In questi giorni c’è stato un accavallarsi di notizie devastanti perché i casi di giovani morti per mano dello Stato sono tanti,troppi…ai tanti,chi più diffuso, chi meno, chi taciuto, si aggiunge anche quello di Giuseppe Uva…postato da Grillo ieri…ancora Grillo che “deve”fare informazione…Non ci poniamo alcuna domanda?

Anche in questo diffondere le notizie lo Stato fa differenze…casi portati all’opinione pubblica …altri no…perché?

E’ lecito porsi delle domande:quanti casi di morte “provocata” sono insabbiati? Di quanti non conosciamo la storia?Quante famiglie stanno vivendo l’incubo eterno?

In questo clima di paura,di terrore,la ricerca di un senso mi sembra molto difficile perché quando il furore accompagna la follia il senso si perde, si dissolve nel “nulla eterno”….

Quale domanda dobbiamo porci nei confronti dello Stato?

Nel nostro paese ci sono 8 milioni di persone a rischio povertà…

In tre anni 150.000 precari perderanno definitivamente il posto di lavoro…

Da dieci anni lo Stato doveva mettere in atto ammortizzatori sociali…stiamo ancora aspettando….

Ognuno di noi conosce persone che sono in cassa integrazione e che non conoscono il loro futuro…tra qualche settimana la cassa integrazione termina…quale prospettiva?

Questa mattina i dipendenti di una nota casa di cura del mio paese sono saliti sul tetto…è un anno che lavorano senza stipendio…grazie allo scandalo della sanità in Abruzzo….e oggi da noi è una giornata tremendamente fredda…

I soldi della sanità abruzzese sono andati nelle tasche dei nostri cari amministratori che hanno comprato appartamenti a Roma,fatto vacanze da sballo, pagato mazzette per sistemare i figli,pagato “compagne”,comprato quadri e…potete immaginare…

Uno Stato i cui rappresentanti sono in maggioranza inquisiti per reati gravissimi,parliamo di concussione,di mafia…eppure continuano impietosamente a ricoprire le cariche politiche…invece i ragazzi arrestati per pochi grammi di droga muoiono…e continuiamo a far parlare i politici di immunità?

Dov’è l’imparzialità dello Stato?Dov’è il rispetto della legge?
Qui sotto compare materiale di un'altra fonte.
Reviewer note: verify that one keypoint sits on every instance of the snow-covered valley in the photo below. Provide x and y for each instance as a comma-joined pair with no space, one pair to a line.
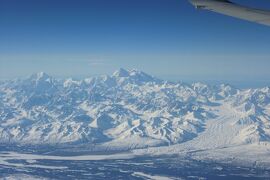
134,115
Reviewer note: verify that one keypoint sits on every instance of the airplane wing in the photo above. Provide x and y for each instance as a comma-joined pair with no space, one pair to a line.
231,9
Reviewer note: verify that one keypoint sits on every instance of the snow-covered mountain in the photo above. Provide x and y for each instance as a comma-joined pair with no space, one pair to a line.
131,109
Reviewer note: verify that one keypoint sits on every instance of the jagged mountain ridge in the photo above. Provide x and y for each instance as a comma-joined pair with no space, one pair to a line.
130,107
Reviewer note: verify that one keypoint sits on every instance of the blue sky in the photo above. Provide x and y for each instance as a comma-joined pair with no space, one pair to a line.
166,38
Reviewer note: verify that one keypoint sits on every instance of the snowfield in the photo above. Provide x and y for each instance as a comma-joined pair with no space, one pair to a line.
132,110
75,128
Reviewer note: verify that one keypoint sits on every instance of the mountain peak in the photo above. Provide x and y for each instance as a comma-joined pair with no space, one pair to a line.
40,76
121,73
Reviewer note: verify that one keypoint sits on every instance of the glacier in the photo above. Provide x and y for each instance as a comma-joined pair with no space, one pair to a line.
132,114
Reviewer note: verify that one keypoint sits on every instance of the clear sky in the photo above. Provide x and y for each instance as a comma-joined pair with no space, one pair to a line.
165,38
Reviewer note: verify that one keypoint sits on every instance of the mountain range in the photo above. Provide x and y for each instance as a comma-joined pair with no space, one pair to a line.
131,109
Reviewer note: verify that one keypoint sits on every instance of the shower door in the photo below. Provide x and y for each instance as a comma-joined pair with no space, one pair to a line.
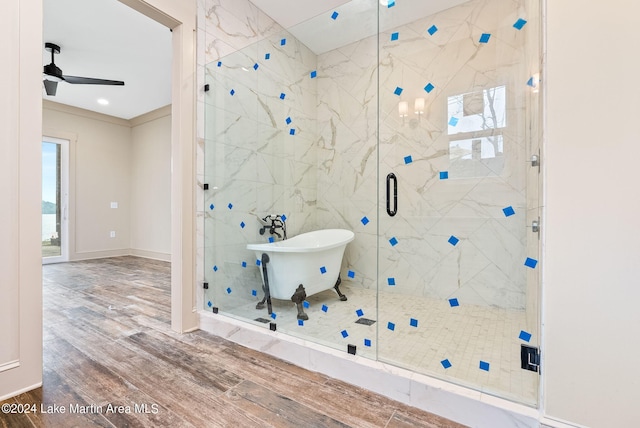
458,240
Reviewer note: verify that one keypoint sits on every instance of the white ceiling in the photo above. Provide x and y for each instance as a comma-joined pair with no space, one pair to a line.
107,40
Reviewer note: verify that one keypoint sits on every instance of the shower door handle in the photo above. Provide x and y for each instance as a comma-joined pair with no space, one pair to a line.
392,177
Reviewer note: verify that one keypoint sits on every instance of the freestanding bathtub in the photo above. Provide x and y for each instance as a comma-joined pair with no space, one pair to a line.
303,265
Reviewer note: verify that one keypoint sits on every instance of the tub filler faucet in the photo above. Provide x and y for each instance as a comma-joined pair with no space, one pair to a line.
272,223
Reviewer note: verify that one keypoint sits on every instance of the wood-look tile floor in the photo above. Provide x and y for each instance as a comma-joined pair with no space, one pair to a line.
111,360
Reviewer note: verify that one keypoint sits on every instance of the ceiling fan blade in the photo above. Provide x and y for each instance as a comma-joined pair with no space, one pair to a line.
90,81
50,87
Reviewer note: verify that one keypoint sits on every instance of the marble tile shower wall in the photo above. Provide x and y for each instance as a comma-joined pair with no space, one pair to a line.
330,178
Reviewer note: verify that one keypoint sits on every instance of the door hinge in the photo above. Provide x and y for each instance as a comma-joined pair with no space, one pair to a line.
530,358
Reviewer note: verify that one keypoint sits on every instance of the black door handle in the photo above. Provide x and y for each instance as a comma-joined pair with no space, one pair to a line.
392,177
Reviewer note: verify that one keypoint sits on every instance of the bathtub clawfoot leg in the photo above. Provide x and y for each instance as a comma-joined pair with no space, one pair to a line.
337,288
297,298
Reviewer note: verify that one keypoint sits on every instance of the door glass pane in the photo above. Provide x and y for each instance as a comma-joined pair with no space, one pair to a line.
51,200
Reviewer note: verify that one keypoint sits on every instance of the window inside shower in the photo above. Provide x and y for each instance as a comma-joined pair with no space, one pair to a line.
307,122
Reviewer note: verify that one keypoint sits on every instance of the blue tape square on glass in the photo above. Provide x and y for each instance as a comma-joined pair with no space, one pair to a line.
485,38
519,24
524,336
508,211
391,326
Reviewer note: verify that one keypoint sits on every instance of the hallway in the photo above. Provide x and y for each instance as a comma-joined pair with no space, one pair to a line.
111,359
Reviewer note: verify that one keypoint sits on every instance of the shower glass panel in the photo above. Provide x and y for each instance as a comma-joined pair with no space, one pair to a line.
304,127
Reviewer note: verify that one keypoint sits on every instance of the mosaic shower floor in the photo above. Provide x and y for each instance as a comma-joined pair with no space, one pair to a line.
424,335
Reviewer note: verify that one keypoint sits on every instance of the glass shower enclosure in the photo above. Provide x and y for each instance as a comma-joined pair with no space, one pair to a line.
415,125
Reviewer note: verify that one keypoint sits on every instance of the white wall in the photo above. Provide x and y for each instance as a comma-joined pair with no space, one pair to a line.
591,252
20,172
151,184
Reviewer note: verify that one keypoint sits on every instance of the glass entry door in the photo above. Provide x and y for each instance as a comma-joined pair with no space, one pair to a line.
55,195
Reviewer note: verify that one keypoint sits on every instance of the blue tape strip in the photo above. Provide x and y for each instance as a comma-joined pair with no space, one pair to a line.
508,211
391,326
485,38
524,336
519,24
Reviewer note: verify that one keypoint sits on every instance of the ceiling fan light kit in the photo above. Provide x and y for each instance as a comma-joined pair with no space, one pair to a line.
53,74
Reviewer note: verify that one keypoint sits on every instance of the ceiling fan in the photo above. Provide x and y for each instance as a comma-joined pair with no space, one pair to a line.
53,75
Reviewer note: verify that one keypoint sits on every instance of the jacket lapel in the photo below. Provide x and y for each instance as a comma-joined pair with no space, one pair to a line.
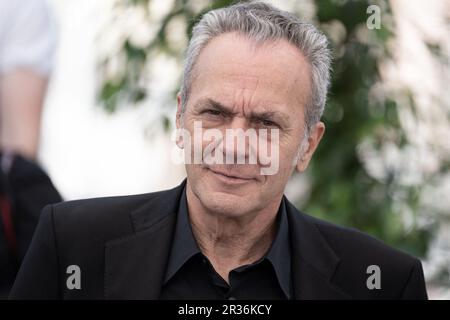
313,261
135,265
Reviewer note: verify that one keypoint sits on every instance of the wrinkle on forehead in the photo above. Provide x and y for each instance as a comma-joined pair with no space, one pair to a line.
240,74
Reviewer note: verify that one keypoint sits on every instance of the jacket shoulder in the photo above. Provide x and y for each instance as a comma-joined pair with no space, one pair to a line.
361,255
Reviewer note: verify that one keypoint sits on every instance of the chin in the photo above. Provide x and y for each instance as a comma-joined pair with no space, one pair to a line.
226,204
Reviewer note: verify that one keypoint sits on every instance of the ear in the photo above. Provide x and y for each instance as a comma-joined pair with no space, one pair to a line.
314,138
179,114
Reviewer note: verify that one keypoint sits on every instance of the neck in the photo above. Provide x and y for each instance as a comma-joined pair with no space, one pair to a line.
230,242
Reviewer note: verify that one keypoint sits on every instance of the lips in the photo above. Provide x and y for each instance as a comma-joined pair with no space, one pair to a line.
231,175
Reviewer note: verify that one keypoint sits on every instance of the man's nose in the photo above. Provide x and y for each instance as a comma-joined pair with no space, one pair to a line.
237,142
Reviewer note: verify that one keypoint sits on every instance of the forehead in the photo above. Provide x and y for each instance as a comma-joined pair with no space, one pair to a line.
234,67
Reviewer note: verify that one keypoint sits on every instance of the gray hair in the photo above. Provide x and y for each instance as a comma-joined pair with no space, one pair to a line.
261,22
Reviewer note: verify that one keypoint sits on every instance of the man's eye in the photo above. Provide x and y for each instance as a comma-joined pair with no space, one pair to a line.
213,112
268,123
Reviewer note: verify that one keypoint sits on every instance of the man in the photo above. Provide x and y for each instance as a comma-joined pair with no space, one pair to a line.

Dov’è “ la legge è uguale per tutti”?

Uno Stato che permette di legiferare una legge salva premier e che distrugge lo stato di Diritto…che anima la rivolta di chi crede nel diritto…e che stimola anche l’intervento di Saviano su Repubblica per scoraggiarne l’approvazione,Il suo intervento sa di preghiera…di implorazione…

Dobbiamo implorare lo Stato a rispettare il diritto?

Lo Stato sta diffondendo solo angoscia,terrore,ribrezzo nei suoi cittadini per i suoi metodi,per i suoi comportamenti,per il suo potere malato.....

C'è da essere felici?

Queste sono solo alcune riflessioni,ce ne potrebbero essere ancora tantissime e tutte mi portano a dire

Magari lo Stato non ci fosse….

Da….

Se la legge è uguale per tutti

Gustavo Zagrebelsky, la Repubblica, 17-09-2008

“Nel principio della legalità c´è il riconoscimento della uguale dignità morale di tutti gli uomini, nell´osservanza individuale della legge c´è la garanzia della pace e della libertà di ognuno. Attraverso l´astrattezza della legge, della legge fatta non per un solo caso ma per tutti i casi simili, è dato a tutti noi sentire nella sorte altrui la nostra stessa sorte».